Four years ago, network exit polls found that Bush and Democrat Al Gore split the vote of 18-to-29-year-olds, with Gore claiming 48 percent and Bush getting 46 percent — the best showing by a Republican presidential candidate in more than a decade.
But that was then. In the latest Post-ABC News poll, taken immediately after the Democratic National Convention, Kerry led Bush 2 to 1 among registered voters younger than 30. Among older voters, the race was virtually tied. About 1 in 6 voters in 2000 was between 18 and 29 years old.
Bush’s problems with younger voters began long before the Democratic convention, Post-ABC polls suggest. The last time Bush and Kerry were tied among the under-30 crowd was in April. In the five surveys since then, Bush has trailed Kerry by an average of 18 percentage points.
Virtually every other major poll conducted in the past month confirms Kerry’s popularity with voters under the age of 30. A poll by the Pew Center for the People & the Press released Thursday reported Kerry still ahead by 18 points among this group.

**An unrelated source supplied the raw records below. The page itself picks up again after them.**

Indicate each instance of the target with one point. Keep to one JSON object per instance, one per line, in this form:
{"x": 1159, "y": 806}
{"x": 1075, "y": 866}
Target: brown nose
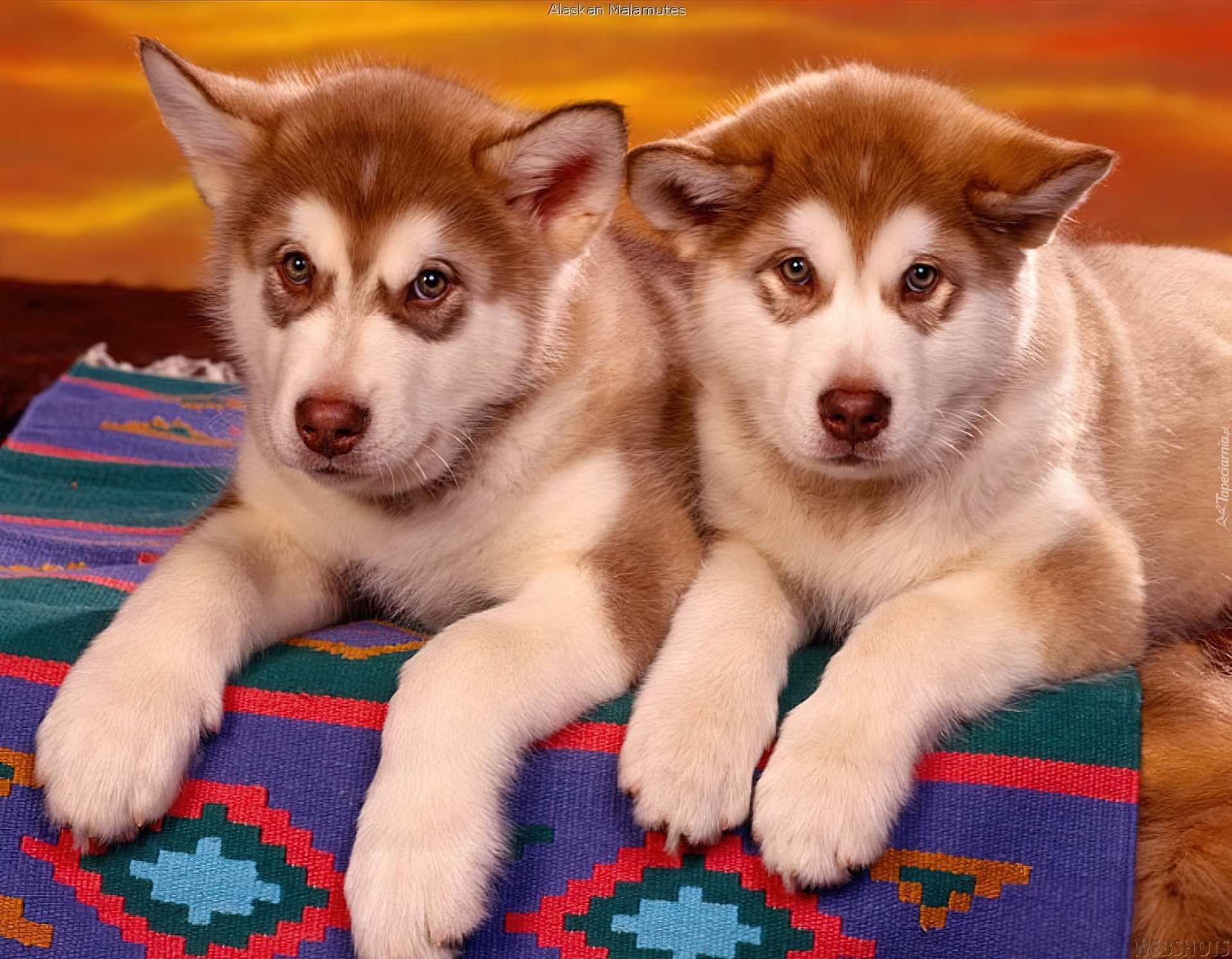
{"x": 330, "y": 427}
{"x": 854, "y": 415}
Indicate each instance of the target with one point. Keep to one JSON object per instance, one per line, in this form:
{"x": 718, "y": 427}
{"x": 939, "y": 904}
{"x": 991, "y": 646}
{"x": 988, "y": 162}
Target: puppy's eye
{"x": 921, "y": 278}
{"x": 297, "y": 268}
{"x": 431, "y": 285}
{"x": 796, "y": 270}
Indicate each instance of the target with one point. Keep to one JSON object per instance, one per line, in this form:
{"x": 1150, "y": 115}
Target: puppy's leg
{"x": 916, "y": 665}
{"x": 431, "y": 833}
{"x": 115, "y": 745}
{"x": 708, "y": 708}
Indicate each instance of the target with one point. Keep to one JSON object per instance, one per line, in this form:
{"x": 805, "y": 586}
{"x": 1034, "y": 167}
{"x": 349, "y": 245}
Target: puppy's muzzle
{"x": 854, "y": 415}
{"x": 329, "y": 426}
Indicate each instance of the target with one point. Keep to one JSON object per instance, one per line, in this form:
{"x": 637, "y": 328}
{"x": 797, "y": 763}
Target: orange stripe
{"x": 76, "y": 524}
{"x": 42, "y": 449}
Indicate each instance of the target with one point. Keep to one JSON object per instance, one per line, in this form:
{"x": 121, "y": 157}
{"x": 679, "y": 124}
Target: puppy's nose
{"x": 328, "y": 426}
{"x": 854, "y": 415}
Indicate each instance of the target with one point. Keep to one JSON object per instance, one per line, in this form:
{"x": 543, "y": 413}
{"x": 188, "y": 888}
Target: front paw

Taken together, those surveys suggest that if the election were held today, Bush would do about as well among younger voters as GOP presidential candidate Robert J. Dole in 1996. Dole lost to President Bill Clinton by 53 percent to 34 percent among 18-to-29-year-olds. Bush’s father split the young vote in 1988 and lost to Clinton by nine points in 1992. The Reagan era marked the recent high-water mark for the GOP with younger voters, who gave the Gipper his biggest victory margin of any age group in 1984.